The rest of the guys I am gonna mention alphabetically. They each contributed in big and small ways. Here’s the thing. Preachers can be difficult. We are all used to sitting in the main chair at our churches, then these guys show up and they are being given jobs that are not glamourous at all. Menial. Boring. Sweaty. And if there was a single moment of tension in the group between the guys, I wasn’t aware of it. I saw no ego. No jealousy. No one ever put himself forward. They embraced every job joyfully, willingly, and diligently. The hardest thing was keeping them all active (like teenagers, the trouble starts if they are not occupied), not getting them to do the work. It was a joy to work with them in Phoenix.
- Jay Adkins and his son Quint volunteered for what looked like the “glamor” position – runner for the Gettys. Little did they realize what that entailed. They were likely the busiest during the days of the conference – other than Todd and Brent, perhaps. If you see Jay, tell him you have an errand you need him to run.
- Mike Bergman, our newlywed, helped organize the prayer booth and was involved in many other ways.
- Alan Cross was one of our photographers and helped in a number of other ways. It isn’t easy to distinguish at times what each person did, because they all jumped in together.
- Scott Gordon was a jack of all trades. He was very involved in preacher selection and helped a lot with all the stuff that had to be done at the site.
- Doug Hibbard and his family helped me out by putting the name tags together and do countless other small things. Doug took a bunch of pictures for us. Always cheerful, always willing, always helpful. The only problem I had was Doug’s kids – they would not believe me when I told them to avoid the mac and cheese and leave it to me. Oh well.

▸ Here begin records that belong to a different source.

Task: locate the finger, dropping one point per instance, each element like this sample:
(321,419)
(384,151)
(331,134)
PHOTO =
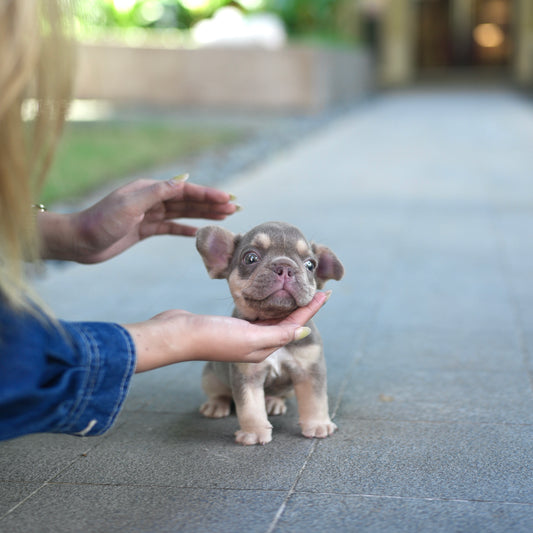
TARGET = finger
(302,315)
(203,194)
(209,211)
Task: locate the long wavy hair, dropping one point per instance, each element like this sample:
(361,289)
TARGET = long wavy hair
(36,73)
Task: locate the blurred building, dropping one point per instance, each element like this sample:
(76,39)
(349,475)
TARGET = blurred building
(480,39)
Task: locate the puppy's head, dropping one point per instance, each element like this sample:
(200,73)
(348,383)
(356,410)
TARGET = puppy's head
(271,270)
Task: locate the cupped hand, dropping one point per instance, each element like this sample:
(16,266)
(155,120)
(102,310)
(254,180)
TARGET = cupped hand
(134,212)
(176,336)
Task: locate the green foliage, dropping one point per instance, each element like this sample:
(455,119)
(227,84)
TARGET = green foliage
(300,17)
(305,16)
(91,154)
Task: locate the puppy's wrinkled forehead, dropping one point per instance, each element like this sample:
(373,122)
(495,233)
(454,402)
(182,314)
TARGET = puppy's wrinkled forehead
(276,238)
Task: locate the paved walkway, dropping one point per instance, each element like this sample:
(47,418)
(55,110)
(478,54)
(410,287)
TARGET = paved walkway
(428,199)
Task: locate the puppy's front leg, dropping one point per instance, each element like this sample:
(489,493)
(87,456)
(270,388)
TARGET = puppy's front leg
(251,412)
(313,408)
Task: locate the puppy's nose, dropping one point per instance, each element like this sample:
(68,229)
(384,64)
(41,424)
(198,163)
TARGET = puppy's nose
(283,270)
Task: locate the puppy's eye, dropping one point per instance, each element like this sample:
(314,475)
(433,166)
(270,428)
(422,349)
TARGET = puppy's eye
(250,258)
(310,264)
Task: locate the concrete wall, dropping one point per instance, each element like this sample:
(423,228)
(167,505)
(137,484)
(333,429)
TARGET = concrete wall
(523,64)
(295,77)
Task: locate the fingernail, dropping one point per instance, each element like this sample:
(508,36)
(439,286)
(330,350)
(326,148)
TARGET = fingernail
(181,178)
(302,333)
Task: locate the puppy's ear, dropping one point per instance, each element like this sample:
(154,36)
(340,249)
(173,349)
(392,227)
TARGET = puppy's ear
(329,266)
(216,246)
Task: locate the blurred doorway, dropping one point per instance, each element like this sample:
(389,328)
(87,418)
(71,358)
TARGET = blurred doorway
(464,33)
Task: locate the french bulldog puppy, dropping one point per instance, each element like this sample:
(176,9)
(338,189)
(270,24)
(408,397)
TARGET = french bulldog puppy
(271,271)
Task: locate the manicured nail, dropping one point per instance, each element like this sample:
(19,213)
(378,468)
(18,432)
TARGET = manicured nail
(181,178)
(302,333)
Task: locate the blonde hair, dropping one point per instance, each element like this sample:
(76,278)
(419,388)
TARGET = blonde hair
(36,61)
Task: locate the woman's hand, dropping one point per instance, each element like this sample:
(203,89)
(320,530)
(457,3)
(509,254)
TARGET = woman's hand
(128,215)
(176,336)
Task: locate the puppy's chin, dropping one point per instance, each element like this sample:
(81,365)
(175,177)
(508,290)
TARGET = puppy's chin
(277,306)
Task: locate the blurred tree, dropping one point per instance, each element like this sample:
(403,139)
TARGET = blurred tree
(301,17)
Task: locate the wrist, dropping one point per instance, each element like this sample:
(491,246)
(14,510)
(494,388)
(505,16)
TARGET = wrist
(56,237)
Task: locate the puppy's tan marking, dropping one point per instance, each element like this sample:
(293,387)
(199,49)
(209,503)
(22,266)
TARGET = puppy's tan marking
(301,247)
(262,240)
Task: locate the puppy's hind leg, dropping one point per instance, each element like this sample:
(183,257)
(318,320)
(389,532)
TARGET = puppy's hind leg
(219,398)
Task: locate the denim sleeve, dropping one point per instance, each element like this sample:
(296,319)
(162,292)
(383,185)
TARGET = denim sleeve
(62,377)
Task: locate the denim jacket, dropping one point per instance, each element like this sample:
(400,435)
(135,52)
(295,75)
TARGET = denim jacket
(64,377)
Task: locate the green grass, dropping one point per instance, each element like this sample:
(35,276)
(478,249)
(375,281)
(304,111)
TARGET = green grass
(91,154)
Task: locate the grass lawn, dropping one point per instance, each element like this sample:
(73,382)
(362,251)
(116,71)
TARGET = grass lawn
(92,153)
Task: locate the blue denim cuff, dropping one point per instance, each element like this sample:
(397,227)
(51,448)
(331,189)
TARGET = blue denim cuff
(105,372)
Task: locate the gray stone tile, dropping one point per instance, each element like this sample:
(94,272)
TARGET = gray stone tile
(12,494)
(486,462)
(398,392)
(345,512)
(38,458)
(191,451)
(65,508)
(174,389)
(442,292)
(464,348)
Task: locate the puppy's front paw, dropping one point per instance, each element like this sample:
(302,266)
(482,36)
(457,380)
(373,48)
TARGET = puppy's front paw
(254,436)
(275,405)
(216,408)
(316,429)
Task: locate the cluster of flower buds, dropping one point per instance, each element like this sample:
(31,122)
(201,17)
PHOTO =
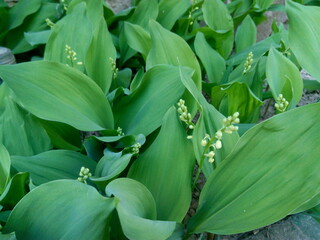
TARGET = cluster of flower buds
(84,175)
(228,122)
(281,103)
(136,147)
(71,55)
(248,63)
(114,68)
(211,144)
(120,132)
(185,116)
(49,22)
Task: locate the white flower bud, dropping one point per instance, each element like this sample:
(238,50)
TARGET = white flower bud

- Mike Leake pushed for the scholarship program. Frankly, I had given up on that and was ready to abandon the idea. But it became one of the best things we did – 62 guys were offered $1000 scholarships to the convention this year. He also helped with our preacher search and in other ways.
One of the coolest things that happened (might not work out that well, come to think of it) is that our wives have become friends. We’ve been talking for a long time, now they have their own little Facebook group. That can be good. Or maybe not. Hmmm.
There were others who joined in, of course. My officers, Paul Smith and Toby Frost. Tony and Stephanie Jones were sort of honorary Minions (is that a compliment?) and there were others too numerous to mention. But I just wanted to take a moment and publicly thank the Minions.
But seriously, what kind of guys LIKE being called minions?